I knew I had to come clean. I decided to tell my family over the weekend. Louise had left a message saying she was coming home and, if I could be bothered to get back to her, she'd like to see me. She sounded stressed and fed-up. I could relate to that. Julie hadn't called in a week, but Mum was stalking me. She knew something was up and I couldn't fob her off any longer. She was having a big lunch on Sunday for the whole family to welcome Clara home, and she said if I didn't come, she'd drive over and drag me out.

As it happened, I ended up having to tell them on Friday night ...

Shortly after I had put Jess to bed, Jack came home. He stumbled into the kitchen. He was shaking and sweating.

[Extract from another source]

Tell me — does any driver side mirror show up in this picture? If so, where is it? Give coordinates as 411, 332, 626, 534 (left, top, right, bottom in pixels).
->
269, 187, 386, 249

'Jesus, Jack, what is it?'

'I did everything, Sophie. I've just spent all day in court trying to fight it, but the bank's repossessing the house. They're coming for the keys tomorrow ... at one.'

I stared at him. 'What did you say?'

He began to cry. 'I begged them, I pleaded with them I offered them ten different alternatives but with so many people defaulting on their mortgages, they're not letting anyone off the hook. They're clamping down on all arrears.'

I gripped the kitchen counter. 'Are you telling me we're going to be homeless tomorrow?' I whispered. I was having difficulty breathing.

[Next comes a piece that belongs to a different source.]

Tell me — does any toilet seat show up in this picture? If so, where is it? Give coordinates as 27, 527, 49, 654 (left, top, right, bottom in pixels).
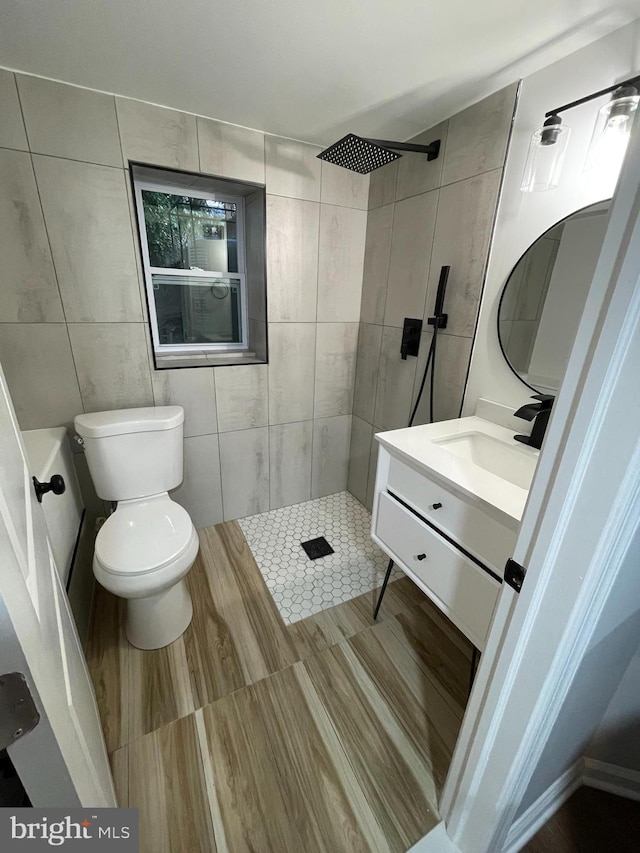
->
94, 493, 195, 577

Jack came over to me. 'I'll call my father. I'll ask him for a loan. We'll rent somewhere small until we get back on our feet.'

'NO! You are not calling that smug, arrogant bastard. All he ever does is put you down. You're not going to give him the satisfaction of asking him for money. I'd rather live on the street. I'll call my family. We can move in with my parents for a few weeks.'

Jack looked relieved. 'If you're sure, that would be brilliant. I really didn't want to call my father, but I thought I'd have to.'

'How are we going to get all our things out in time? Is there a removal truck coming?'

Jack looked down at his hands. 'The bank wants the furniture, too.'

I looked at him, my husband, the man I loved, the man I admired, the man I trusted. I knew that if I opened my mouth I'd say something terrible ... vicious ... unspeakable. So I turned and ran upstairs.

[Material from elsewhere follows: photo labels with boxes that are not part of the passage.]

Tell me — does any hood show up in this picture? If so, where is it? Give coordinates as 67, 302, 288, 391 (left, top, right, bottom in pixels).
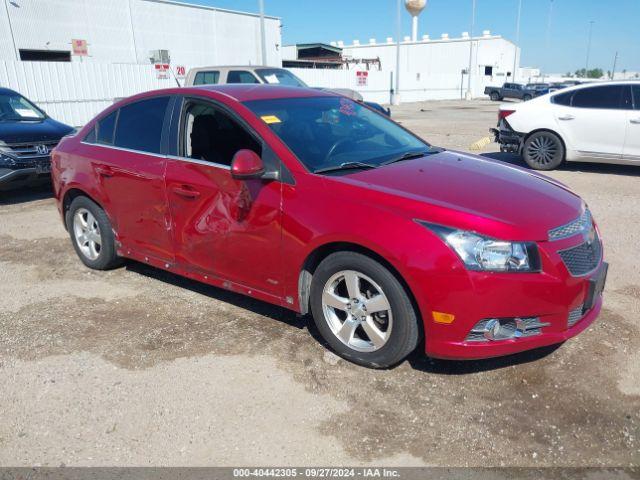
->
334, 151, 583, 240
0, 118, 73, 143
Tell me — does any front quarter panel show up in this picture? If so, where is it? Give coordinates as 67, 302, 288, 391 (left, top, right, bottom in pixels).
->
283, 174, 471, 329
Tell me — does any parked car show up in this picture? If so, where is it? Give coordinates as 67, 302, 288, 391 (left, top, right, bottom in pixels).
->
0, 88, 73, 191
184, 65, 391, 117
53, 85, 607, 367
484, 83, 538, 102
492, 81, 640, 170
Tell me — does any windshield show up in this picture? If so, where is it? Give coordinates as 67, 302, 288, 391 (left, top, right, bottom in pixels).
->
0, 93, 45, 121
256, 68, 307, 87
245, 97, 431, 172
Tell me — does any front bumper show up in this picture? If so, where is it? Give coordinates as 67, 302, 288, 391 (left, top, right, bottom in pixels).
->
0, 168, 51, 191
413, 236, 606, 360
489, 119, 524, 154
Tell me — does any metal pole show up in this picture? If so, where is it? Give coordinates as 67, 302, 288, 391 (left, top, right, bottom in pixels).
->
511, 0, 522, 82
258, 0, 267, 67
467, 0, 476, 100
584, 20, 595, 78
611, 52, 624, 80
4, 0, 20, 61
393, 0, 402, 105
545, 0, 553, 52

I screamed into my pillow for ten minutes. It was happening. My worst nightmare was coming true. We were losing our home. How was I going to explain to Jess when she woke up that she'd never see her bedroom again? Oh, God, how had we ended up here? What had I done to deserve this? Why was this happening to me? Should I use the money from the eBay sales to rent somewhere? No, I needed time to think, time to figure out what to do. We'd stay with Mum and Dad and get our heads together. Come up with a plan. But what plan? How would we ever get out from under this debt? I screamed into the pillow again.

When I came up for air, I logged on to eBay, praying for something to lift my spirits. There was some good news: the diamond Cartier watch Jack had bought me for Christmas was in a bidding war, and they were up to 900 euros. It was worth so much more than that, but it didn't matter: every penny counted now.